## recitation-05

In this lab, we'll continue working with sequence functions and sorting.

The sorting algorithms we've discussed so far all work by *comparing* numbers (e.g., `merge_sort`, `insertion_sort`, `selection_sort`). Today, we'll look at an algorithm that sorts without making any pairwise comparisons.

The algorithm is particularly suited for sorting lists with the following properties:
- elements are non-negative integers
- the maximum element is not too big
- many elements are repeated

For example:

$[2,2,1,0,1,0,1,3] \rightarrow [0,0,1,1,1,2,2,3]$

In addition to the input list of length $n$, the algorithm also takes as input the maximum value in the list ($k$). E.g., $k=3$ in the above example.

The algorithm proceeds by first counting how often each value appears. Based on these counts, the algorithm figures out the range of output locations to place each value. For example, because there are two 0s and three 1s, we know that the first 1 goes in the 3rd position, and the final 1 goes in the 5th position.

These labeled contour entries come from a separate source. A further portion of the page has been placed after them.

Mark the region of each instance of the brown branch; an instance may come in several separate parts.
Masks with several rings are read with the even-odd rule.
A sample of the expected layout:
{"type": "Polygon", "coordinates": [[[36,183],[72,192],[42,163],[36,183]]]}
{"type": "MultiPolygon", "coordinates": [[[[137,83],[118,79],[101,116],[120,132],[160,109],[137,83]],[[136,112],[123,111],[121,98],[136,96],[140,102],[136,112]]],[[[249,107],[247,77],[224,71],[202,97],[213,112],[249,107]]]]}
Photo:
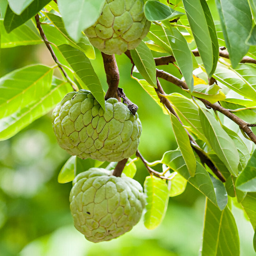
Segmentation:
{"type": "MultiPolygon", "coordinates": [[[[229,55],[228,52],[227,51],[224,51],[222,50],[223,49],[222,47],[220,47],[220,48],[219,51],[220,57],[222,57],[226,59],[229,59],[229,55]]],[[[195,57],[200,56],[200,54],[198,50],[193,50],[192,51],[195,57]]],[[[126,54],[126,53],[125,54],[126,54]]],[[[127,55],[126,54],[126,55],[127,55]]],[[[169,63],[172,63],[176,61],[174,57],[171,55],[161,57],[159,58],[155,58],[154,59],[155,60],[156,65],[157,66],[161,66],[162,65],[168,65],[169,63]]],[[[250,57],[245,56],[240,61],[240,63],[253,63],[254,64],[256,64],[256,60],[253,58],[251,58],[250,57]]]]}
{"type": "Polygon", "coordinates": [[[115,54],[109,55],[102,52],[101,55],[107,77],[107,83],[109,86],[109,88],[105,96],[105,99],[112,98],[119,99],[117,95],[117,88],[119,83],[119,72],[115,54]]]}
{"type": "Polygon", "coordinates": [[[128,158],[125,158],[117,163],[113,172],[113,175],[114,176],[116,177],[121,177],[124,168],[125,167],[125,164],[128,161],[128,158]]]}
{"type": "Polygon", "coordinates": [[[144,164],[145,167],[147,168],[147,171],[150,174],[154,174],[156,176],[158,177],[159,178],[161,178],[163,179],[167,179],[168,180],[171,180],[171,179],[161,175],[161,173],[158,173],[158,172],[157,172],[156,171],[155,171],[154,170],[149,167],[149,166],[148,165],[148,162],[146,161],[144,157],[142,156],[141,154],[138,150],[137,150],[136,151],[136,155],[137,157],[139,157],[141,160],[143,164],[144,164]]]}
{"type": "Polygon", "coordinates": [[[47,40],[47,38],[46,38],[46,36],[45,36],[45,35],[44,32],[44,30],[43,30],[43,28],[41,25],[41,24],[40,23],[40,20],[39,20],[39,16],[38,14],[37,14],[35,16],[35,21],[36,22],[36,27],[39,31],[41,37],[42,37],[45,44],[45,45],[48,48],[48,50],[50,52],[50,53],[52,57],[52,58],[53,59],[55,63],[58,65],[59,68],[61,71],[61,72],[62,72],[64,76],[66,77],[68,82],[70,84],[74,90],[77,91],[77,90],[76,86],[74,84],[70,78],[68,77],[67,74],[66,73],[66,71],[62,67],[61,64],[59,62],[59,61],[58,59],[57,59],[57,57],[56,57],[55,53],[54,53],[54,52],[53,51],[53,50],[52,50],[52,48],[51,46],[51,43],[47,40]]]}

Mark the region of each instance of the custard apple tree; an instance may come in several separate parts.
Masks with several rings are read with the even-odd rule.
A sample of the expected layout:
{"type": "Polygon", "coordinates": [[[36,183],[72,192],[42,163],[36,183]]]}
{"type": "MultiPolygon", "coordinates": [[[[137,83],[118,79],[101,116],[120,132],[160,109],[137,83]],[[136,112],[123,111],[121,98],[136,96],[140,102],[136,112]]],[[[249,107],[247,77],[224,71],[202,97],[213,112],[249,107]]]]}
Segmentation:
{"type": "Polygon", "coordinates": [[[201,255],[240,255],[232,208],[256,228],[256,2],[1,0],[0,12],[1,48],[44,44],[55,63],[0,78],[0,140],[54,109],[57,141],[72,155],[58,181],[72,182],[76,228],[108,241],[143,215],[150,232],[189,184],[205,198],[201,255]],[[138,149],[143,118],[120,55],[140,101],[149,95],[158,118],[169,116],[151,136],[169,129],[176,149],[152,162],[138,149]],[[139,162],[143,188],[133,179],[139,162]]]}

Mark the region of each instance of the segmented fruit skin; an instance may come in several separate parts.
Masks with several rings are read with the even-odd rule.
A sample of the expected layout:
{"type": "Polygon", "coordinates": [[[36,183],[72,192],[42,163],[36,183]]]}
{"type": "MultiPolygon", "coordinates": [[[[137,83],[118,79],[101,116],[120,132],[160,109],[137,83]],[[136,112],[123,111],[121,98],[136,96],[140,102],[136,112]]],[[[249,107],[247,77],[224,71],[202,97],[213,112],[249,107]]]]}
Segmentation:
{"type": "Polygon", "coordinates": [[[114,98],[105,111],[89,91],[69,93],[53,112],[57,141],[69,154],[82,158],[116,162],[136,152],[141,133],[138,114],[114,98]]]}
{"type": "Polygon", "coordinates": [[[134,49],[150,26],[143,8],[143,0],[106,0],[99,18],[85,33],[93,45],[107,54],[134,49]]]}
{"type": "Polygon", "coordinates": [[[74,180],[70,192],[75,227],[89,241],[108,241],[130,230],[141,217],[145,200],[136,181],[113,170],[92,168],[74,180]]]}

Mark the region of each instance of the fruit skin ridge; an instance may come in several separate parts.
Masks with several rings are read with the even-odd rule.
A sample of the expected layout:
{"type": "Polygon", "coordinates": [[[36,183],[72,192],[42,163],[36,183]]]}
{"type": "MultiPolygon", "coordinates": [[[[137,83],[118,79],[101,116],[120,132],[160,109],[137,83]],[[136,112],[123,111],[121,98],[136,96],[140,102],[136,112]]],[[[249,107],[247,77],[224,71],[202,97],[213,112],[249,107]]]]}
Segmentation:
{"type": "Polygon", "coordinates": [[[145,200],[141,184],[113,170],[92,168],[73,182],[70,201],[76,228],[94,243],[130,231],[139,221],[145,200]]]}
{"type": "Polygon", "coordinates": [[[106,0],[96,22],[85,31],[93,46],[109,55],[134,49],[149,30],[143,0],[106,0]]]}
{"type": "Polygon", "coordinates": [[[104,111],[86,90],[68,93],[53,112],[60,146],[71,155],[104,162],[128,158],[137,150],[141,133],[138,114],[111,98],[104,111]]]}

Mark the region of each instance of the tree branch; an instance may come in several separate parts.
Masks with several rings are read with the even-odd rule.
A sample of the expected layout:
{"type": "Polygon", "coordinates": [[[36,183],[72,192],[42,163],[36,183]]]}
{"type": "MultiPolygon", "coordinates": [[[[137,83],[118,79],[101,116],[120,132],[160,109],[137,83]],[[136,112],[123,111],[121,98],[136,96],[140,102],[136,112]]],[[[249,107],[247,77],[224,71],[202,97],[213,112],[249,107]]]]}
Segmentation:
{"type": "Polygon", "coordinates": [[[77,91],[77,88],[76,85],[73,83],[70,78],[68,77],[66,71],[63,68],[61,64],[59,62],[59,61],[58,59],[57,59],[57,57],[56,57],[55,53],[54,53],[54,52],[53,51],[53,50],[52,50],[52,48],[51,46],[50,43],[47,40],[47,38],[46,38],[46,36],[45,36],[45,35],[44,32],[44,30],[43,30],[43,28],[41,25],[41,24],[40,23],[40,20],[39,20],[39,16],[38,14],[37,14],[35,16],[35,21],[36,22],[36,27],[39,31],[41,37],[43,40],[45,44],[45,45],[48,48],[48,50],[50,52],[50,53],[52,57],[52,58],[53,59],[55,63],[58,65],[58,67],[61,70],[63,75],[65,77],[66,77],[68,82],[70,84],[74,90],[76,91],[77,91]]]}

1. Implement a simple, sequential version of `count_values` (linear span and work) and test it with `test_count_values`.

.  
.  

2. Continuing our example, `counts` should now be `[2, 3, 2, 1]`. We next need to convert this into a list indicating the location of the first appearance of each value in the output.

E.g., `positions=[0, 2, 5, 7]` means that, in the final output, the first 0 appears at index 0, the first 1 appears at index 2, etc.

We can use `scan` to create the needed list. You may need to adjust slightly the output of scan to get the needed list. Complete `get_positions` and test with `test_get_positions`.

.  
.  
. 


3. What is the work and span of `get_positions`? (assume our more efficient version of `scan` from class)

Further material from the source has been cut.